Two Lebanese women stand under a billboard featuring an image of slain former Lebanese prime minister Rafik al-Hariri with a slogan reading in Arabic, "With You" in downtown Beirut(Ramzi Haidar/AFP/Getty Images)
High-resolution image (788 x 954 px, 300 dpi)

High-ranking Syrian and Lebanese officials have been implicated in the assassination of Lebanon's former Prime Minister Rafik Hariri. Investigators probing the killing uncovered evidence of a wide-ranging conspiracy to kill Mr. Hariri.

After an exhaustive four-month investigation, German prosecutor Detlev Mehlis concluded that several senior Lebanese and Syrian military and intelligence officials were involved in planning the Hariri assassination.

Mr. Mehlis presented his findings Thursday to the U.N. The 54-page report was also given to the Security Council, which meets next week to consider possible action against Syria.

In unusually strong language, the report concludes that the assassination was prepared over several months, and carried out by a group with extensive organization and considerable resources.

It points a clear finger at senior Syrian and pro-Syrian Lebanese officials, saying there is converging evidence of their involvement. In his summary, Mr.

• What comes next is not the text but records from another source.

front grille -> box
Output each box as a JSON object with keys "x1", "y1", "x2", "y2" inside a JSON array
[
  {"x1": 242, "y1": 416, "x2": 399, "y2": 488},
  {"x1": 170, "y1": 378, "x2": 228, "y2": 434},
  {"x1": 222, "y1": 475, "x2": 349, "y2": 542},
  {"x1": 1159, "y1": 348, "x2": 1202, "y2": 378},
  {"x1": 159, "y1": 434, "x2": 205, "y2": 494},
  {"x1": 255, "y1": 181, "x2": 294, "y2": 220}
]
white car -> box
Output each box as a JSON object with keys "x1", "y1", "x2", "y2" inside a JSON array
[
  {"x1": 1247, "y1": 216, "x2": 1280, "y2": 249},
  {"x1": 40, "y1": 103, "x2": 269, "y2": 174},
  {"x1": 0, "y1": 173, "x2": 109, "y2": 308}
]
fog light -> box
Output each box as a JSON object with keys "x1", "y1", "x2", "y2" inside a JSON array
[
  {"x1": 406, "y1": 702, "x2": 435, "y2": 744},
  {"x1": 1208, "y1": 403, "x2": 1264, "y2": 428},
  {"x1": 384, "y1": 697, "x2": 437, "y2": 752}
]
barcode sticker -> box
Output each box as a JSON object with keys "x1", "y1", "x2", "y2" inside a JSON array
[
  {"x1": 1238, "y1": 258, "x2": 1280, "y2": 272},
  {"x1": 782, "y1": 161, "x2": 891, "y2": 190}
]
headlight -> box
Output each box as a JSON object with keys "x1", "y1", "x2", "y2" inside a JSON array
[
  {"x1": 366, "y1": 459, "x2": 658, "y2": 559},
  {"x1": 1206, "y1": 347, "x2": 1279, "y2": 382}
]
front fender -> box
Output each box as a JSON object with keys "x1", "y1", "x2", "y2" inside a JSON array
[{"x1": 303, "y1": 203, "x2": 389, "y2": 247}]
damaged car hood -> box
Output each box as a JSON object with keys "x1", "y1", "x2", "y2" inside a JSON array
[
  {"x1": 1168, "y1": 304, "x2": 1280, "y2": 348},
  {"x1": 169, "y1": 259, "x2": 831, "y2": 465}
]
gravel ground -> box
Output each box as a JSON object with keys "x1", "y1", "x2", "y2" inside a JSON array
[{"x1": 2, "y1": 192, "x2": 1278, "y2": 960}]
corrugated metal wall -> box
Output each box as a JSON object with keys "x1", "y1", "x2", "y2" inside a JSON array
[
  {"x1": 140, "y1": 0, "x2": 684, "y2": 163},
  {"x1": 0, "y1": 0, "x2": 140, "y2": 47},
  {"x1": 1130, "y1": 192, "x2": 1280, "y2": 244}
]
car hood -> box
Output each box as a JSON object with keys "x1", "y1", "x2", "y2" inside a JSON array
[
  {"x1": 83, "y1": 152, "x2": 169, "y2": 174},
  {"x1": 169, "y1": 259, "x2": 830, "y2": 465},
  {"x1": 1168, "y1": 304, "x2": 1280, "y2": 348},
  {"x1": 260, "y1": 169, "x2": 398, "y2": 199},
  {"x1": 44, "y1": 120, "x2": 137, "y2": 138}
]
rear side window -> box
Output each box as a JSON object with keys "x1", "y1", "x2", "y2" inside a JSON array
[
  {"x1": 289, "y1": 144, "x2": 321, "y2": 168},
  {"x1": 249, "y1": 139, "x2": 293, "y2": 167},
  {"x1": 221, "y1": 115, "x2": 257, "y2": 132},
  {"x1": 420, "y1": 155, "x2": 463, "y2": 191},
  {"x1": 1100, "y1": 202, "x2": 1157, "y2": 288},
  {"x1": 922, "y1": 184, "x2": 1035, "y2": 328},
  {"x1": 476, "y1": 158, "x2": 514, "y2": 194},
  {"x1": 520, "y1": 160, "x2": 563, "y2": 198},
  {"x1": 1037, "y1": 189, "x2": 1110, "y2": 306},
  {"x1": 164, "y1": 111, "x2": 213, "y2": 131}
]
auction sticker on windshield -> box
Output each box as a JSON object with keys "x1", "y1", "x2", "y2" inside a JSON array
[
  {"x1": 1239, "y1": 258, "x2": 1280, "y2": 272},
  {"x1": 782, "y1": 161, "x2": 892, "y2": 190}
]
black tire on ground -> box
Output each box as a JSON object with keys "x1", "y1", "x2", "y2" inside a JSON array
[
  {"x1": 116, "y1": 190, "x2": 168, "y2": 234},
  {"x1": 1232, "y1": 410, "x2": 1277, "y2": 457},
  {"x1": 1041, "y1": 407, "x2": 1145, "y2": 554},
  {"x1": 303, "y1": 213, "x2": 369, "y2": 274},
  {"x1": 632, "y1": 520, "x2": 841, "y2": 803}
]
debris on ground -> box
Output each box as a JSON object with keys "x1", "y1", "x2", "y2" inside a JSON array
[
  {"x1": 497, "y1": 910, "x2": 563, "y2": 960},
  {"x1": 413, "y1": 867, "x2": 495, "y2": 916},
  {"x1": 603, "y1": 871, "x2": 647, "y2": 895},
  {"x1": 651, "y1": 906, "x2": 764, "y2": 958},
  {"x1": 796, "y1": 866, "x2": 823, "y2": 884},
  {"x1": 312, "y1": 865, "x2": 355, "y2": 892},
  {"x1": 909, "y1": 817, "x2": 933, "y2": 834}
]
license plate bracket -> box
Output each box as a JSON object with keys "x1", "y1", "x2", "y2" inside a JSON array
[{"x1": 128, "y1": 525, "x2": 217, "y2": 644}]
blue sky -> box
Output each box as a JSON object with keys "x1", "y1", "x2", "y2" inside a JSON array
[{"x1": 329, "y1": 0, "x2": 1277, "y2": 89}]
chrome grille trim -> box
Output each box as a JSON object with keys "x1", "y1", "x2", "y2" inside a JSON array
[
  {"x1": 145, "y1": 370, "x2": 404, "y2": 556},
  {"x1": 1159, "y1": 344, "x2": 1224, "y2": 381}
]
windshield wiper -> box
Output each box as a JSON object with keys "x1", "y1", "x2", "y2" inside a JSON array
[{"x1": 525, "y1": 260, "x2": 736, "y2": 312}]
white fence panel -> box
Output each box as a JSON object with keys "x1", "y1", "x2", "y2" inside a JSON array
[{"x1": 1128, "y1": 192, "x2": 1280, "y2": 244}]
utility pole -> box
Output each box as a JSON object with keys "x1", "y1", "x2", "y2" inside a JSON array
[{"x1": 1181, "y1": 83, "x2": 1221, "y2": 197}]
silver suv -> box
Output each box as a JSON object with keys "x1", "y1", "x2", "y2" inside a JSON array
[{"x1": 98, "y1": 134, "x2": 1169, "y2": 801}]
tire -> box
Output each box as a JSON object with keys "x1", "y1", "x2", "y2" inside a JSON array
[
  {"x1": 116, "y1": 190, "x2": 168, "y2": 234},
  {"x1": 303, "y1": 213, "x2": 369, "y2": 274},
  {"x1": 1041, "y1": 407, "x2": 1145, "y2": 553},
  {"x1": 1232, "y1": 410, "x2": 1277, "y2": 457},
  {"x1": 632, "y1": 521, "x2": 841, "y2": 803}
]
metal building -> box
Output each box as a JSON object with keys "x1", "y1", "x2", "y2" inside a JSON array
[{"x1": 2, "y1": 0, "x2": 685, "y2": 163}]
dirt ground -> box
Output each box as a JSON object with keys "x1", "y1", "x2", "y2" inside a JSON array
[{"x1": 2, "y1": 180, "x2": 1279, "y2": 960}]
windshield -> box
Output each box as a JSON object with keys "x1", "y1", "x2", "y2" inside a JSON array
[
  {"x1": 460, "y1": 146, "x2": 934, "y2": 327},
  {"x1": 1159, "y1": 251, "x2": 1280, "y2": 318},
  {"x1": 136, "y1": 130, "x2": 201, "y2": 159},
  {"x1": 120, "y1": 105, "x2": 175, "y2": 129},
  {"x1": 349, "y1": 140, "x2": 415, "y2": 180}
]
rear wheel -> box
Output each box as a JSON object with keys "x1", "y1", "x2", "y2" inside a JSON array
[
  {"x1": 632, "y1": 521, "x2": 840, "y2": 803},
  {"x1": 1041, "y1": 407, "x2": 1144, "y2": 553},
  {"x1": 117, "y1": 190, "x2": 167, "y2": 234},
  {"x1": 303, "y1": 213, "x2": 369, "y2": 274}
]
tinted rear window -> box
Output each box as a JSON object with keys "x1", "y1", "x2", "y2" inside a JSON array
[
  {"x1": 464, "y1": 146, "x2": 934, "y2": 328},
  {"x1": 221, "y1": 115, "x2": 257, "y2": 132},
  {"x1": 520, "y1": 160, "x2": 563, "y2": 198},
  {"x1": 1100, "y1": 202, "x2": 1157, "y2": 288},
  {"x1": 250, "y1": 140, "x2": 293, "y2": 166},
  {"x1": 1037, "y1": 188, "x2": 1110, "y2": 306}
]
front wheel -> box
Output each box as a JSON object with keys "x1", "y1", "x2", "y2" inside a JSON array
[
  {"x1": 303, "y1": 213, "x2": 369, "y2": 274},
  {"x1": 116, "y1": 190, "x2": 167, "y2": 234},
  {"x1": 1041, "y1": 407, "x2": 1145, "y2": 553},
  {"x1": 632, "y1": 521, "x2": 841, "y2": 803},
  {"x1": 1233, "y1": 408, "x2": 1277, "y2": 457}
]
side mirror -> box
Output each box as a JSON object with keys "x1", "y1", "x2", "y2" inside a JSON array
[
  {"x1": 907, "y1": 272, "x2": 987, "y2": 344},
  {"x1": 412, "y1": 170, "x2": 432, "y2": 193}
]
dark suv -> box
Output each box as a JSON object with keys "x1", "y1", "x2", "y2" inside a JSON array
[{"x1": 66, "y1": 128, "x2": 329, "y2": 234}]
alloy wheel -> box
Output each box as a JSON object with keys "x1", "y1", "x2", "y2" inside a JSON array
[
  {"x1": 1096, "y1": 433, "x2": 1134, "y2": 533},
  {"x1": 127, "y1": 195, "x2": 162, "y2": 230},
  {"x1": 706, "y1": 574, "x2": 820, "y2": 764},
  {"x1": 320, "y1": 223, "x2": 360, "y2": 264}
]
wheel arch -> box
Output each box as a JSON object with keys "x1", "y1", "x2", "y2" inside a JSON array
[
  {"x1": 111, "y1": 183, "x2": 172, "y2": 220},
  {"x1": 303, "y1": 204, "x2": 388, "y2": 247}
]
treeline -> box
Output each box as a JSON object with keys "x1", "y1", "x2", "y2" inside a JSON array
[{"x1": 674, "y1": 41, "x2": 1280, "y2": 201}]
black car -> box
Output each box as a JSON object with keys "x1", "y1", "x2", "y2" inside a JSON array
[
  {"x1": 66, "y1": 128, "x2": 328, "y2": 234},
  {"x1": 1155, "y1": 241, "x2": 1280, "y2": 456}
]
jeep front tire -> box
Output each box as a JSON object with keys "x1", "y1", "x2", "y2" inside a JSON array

Mehlis wrote, "it would be difficult to envisage a scenario whereby such a complex assassination plot could have been carried out without their knowledge".

U.N. diplomats say France and the United States are working to build a consensus on the Security Council calling for tough action against Syria. Before he saw the final report Thursday, Washington's U.N. Ambassador John Bolton suggested negotiations are progressing rapidly. "We've been in consultations and discussions with a number of other countries about what the contingencies might be and what our reaction might be," he said.

In the conclusion of its report, the Mehlis investigation team urged Damascus to clarify the many still-unanswered questions about the assassination, noting that many leads point directly toward Syrian security officials.

Mr. Mehlis earlier named four pro-Syrian Lebanese generals as suspects, and questioned seven Syrian officials in his probe. One of them, Syrian Interior Minister Ghazi Kenaan, committed suicide last week.

The report recommends that the investigation continued by Lebanese authorities, and should examine possible links with other bomb attacks that have killed and wounded journalists and other Lebanese political figures.

Syria has repeatedly denied involvement in the Hariri assassination. Syrian President Bashar al-Assad was quoted in a German newspaper as saying "we are 100 percent innocent".

Mr. Hariri's assassination in a bomb attack February 14 led to renewed calls for the withdrawal of all Syrian troops and intelligence agents from Lebanon. U.N. officials certified in April that the military pullout had been completed, but questions remain about the continuing presence of Syrian intelligence operatives.